Hi all, I'm currently trying to work off part of a paper (found here) involving processing some ChIP-seq data for histone modifications (ie H3K4me1). At one point (under "Histone Modication Inputs, Normalization, Preprocessing") the authors say:

The ChIP-seq reads of these histone modifications were binned into 100bp intervals and normalized against its corresponding inputs by using an RPKM (reads per kilobase per million) measure.

I'm a bit confused as to how this could be replicated and what it means. My initial thought was to use a tool like deeptools bamCoverage to get a normalized (RPKM) value for 100bp bins. However, my understanding is that this is a normalization for sequencing depth - not a normalization against the ChIP-seq input. I thought I should then use bamCompare to compare the input vs targeted ChIP-seq, but it occurs to me that this will give me a ratio, not a RPKM value per bin. Could anyone explain what they mean by "normalized against it's corresponding inputs" in this case? Sorry if any of this is naive, I'm new to this and appreciate any help.
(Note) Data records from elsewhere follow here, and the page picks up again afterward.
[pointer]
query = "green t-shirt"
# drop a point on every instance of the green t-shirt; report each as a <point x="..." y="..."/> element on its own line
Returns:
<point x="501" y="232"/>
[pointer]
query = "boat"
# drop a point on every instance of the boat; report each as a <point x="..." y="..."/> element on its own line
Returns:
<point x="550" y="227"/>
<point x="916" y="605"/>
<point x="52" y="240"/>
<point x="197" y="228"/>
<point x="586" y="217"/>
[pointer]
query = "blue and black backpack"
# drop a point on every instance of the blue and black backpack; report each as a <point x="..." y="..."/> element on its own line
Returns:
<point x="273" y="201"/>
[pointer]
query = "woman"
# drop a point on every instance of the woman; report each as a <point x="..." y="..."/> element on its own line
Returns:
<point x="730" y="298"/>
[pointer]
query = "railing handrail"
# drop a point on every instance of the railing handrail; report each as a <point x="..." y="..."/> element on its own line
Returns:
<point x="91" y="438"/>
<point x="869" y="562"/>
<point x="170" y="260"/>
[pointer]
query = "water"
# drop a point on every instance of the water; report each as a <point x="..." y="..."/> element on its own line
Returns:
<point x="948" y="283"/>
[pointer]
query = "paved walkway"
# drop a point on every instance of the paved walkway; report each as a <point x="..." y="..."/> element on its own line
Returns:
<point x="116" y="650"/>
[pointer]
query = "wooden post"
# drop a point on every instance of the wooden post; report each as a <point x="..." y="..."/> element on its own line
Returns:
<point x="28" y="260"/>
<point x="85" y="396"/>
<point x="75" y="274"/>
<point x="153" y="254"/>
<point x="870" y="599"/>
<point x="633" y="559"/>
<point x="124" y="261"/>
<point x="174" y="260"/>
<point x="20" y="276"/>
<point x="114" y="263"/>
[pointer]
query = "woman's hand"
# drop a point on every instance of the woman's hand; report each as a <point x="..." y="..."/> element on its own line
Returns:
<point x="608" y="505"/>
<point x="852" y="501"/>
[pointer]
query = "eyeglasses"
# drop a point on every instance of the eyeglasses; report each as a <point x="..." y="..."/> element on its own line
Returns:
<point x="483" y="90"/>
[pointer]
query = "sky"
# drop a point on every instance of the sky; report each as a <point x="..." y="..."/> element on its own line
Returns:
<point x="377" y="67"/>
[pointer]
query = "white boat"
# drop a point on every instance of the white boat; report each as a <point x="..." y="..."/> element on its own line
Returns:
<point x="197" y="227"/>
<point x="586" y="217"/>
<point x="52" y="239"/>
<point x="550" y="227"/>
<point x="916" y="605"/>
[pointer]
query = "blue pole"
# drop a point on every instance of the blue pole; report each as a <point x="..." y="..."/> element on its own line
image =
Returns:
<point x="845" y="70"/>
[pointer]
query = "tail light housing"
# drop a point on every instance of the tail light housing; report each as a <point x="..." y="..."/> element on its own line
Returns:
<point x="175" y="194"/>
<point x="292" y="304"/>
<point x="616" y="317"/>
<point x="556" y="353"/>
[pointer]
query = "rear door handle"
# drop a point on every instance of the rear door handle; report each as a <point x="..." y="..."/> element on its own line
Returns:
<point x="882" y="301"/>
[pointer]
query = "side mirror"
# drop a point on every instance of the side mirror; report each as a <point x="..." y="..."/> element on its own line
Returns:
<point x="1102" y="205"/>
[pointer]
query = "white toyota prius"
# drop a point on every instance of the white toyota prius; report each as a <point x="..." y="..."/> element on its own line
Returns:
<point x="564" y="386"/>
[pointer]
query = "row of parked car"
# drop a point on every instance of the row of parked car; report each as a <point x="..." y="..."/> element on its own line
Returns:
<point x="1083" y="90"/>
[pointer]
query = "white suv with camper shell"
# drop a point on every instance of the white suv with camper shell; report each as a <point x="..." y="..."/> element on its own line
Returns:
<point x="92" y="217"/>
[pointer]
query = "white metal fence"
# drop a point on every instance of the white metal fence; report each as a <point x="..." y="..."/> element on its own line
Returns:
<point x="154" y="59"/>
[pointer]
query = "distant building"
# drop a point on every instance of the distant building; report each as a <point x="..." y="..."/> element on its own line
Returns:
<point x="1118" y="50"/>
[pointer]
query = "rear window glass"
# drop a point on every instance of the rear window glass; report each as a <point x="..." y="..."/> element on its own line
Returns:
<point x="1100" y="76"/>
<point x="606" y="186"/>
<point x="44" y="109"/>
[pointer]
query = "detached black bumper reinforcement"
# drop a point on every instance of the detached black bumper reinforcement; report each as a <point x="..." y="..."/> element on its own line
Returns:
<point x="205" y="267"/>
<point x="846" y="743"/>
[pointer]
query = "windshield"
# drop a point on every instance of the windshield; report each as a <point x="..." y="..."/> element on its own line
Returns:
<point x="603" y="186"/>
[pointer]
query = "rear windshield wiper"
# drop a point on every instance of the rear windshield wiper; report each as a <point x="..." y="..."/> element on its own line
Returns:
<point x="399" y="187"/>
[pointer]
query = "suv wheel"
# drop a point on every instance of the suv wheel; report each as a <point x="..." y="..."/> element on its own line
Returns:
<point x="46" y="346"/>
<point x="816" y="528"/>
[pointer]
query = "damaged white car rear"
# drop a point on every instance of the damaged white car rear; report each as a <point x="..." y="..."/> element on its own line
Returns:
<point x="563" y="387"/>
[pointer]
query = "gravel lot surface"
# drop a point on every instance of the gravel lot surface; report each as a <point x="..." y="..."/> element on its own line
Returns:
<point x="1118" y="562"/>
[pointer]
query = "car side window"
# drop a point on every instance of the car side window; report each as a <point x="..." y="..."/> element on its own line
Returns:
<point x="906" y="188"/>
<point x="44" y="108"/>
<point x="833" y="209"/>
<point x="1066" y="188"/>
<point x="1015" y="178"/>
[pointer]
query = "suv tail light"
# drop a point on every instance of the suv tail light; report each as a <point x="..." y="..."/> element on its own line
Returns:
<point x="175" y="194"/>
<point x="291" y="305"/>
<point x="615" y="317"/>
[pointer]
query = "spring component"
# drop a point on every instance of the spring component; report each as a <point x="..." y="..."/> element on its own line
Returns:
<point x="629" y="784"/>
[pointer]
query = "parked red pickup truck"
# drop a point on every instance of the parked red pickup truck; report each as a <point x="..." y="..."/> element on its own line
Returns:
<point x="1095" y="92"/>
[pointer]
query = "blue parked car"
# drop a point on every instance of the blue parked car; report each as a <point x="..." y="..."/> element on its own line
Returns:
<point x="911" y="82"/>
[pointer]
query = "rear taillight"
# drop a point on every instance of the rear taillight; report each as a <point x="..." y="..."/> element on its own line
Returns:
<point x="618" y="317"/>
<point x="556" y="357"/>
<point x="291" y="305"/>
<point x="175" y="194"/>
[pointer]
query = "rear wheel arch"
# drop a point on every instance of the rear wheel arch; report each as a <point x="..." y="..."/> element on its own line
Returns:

The idea is that you bin ChIP and Input into the same bins/intervals. Then you normalize the reads overlapping the bins by RPKM for both ChIP and Input. Doing so, you account for differences in sequencing depth (not discussing now if RPKM is a good choice, because there are multiple posts and papers out on this). After normalizing, you could use the log2-ratio between the bins as a measurement of enrichment over input. Better and more elaborate approaches are e.g. the BioC package csaw, which also relies on a binning/sliding window strategy, while applying elaborate statistics and control of false-discovery rate. It also has a outstandingly comprehensive manual that is worth reading.